Mais il est inutile de considérer le collagène comme un complément obligatoire à vie simplement parce que l'on a dépassé un certain âge.
Ce qu'il faut retenir
- Il n'existe pas d'âge précis à partir duquel il faut commencer à prendre du collagène.
- La production de collagène diminue progressivement avec l'âge, mais cette évolution n'est pas liée à un seuil précis comme 30 ou 40 ans.
- L'exposition aux UV, le tabagisme, l'alimentation et le niveau d'activité physique influencent également l'état des tissus.
- Le collagène constitue une protéine structurelle importante de la peau, des tendons, des ligaments, du cartilage et des os.
- Les sportifs peuvent s'y intéresser en raison de la sollicitation répétée des tissus conjonctifs, quel que soit leur âge.
- Les peptides de collagène ont fait l'objet d'études sur la peau et le confort articulaire, avec des résultats intéressants mais variables selon les situations.
- Une alimentation suffisamment riche en protéines et variée reste la base.

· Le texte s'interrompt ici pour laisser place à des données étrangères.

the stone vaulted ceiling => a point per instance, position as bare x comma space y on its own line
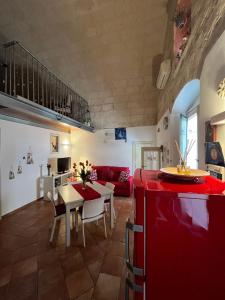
104, 49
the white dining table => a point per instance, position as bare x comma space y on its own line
73, 199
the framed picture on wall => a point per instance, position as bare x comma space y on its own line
54, 143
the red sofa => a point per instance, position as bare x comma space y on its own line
112, 174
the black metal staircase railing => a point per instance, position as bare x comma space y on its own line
22, 75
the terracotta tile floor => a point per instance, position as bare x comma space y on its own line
32, 268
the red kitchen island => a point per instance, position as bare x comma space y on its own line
179, 239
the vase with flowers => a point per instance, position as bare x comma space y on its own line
83, 171
182, 167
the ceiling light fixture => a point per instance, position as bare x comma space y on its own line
221, 89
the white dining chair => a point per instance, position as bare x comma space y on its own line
59, 213
92, 210
110, 186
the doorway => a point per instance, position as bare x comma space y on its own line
150, 158
192, 135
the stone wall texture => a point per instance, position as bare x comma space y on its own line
104, 49
208, 23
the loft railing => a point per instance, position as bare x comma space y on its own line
25, 76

- La vitamine C contribue à la formation normale du collagène.
- Une supplémentation peut être envisagée en fonction de l'objectif et du contexte, plutôt qu'en fonction de l'âge seul.
- Le collagène ne remplace ni une alimentation équilibrée, ni une protection solaire, ni une prise en charge médicale lorsqu'elle est nécessaire.
Le meilleur moment pour s'intéresser au collagène n'est pas forcément un âge précis. C'est lorsque l'on identifie un objectif pertinent et que l'on souhaite compléter une alimentation déjà adaptée. L'âge compte, mais il n'est qu'une pièce du puzzle.
Sources scientifiques
- Proksch E, Segger D, Degwert J, Schunck M, Zague V, Oesser S. Oral supplementation of specific collagen peptides has beneficial effects on human skin physiology: a double-blind, placebo-controlled study. Skin Pharmacology and Physiology. 2014.
- de Miranda RB, Weimer P, Rossi RC. Effects of hydrolyzed collagen supplementation on skin aging: a systematic review and meta-analysis. International Journal of Dermatology. 2021.
- García-Coronado JM, Martínez-Olvera L, Elizondo-Omaña RE, et al. Effect of collagen supplementation on osteoarthritis symptoms: a meta-analysis of randomized placebo-controlled trials. International Orthopaedics. 2019.
- Shaw G, Lee-Barthel A, Ross MLR, Wang B, Baar K. Vitamin C-enriched gelatin supplementation before intermittent activity augments collagen synthesis. The American Journal of Clinical Nutrition. 2017.
- Lis DM, Baar K. Effects of different vitamin C-enriched collagen derivatives on collagen synthesis. International Journal of Sport Nutrition and Exercise Metabolism. 2019.
- European Food Safety Authority. Scientific Opinion on Dietary Reference Values for vitamin C. EFSA Journal.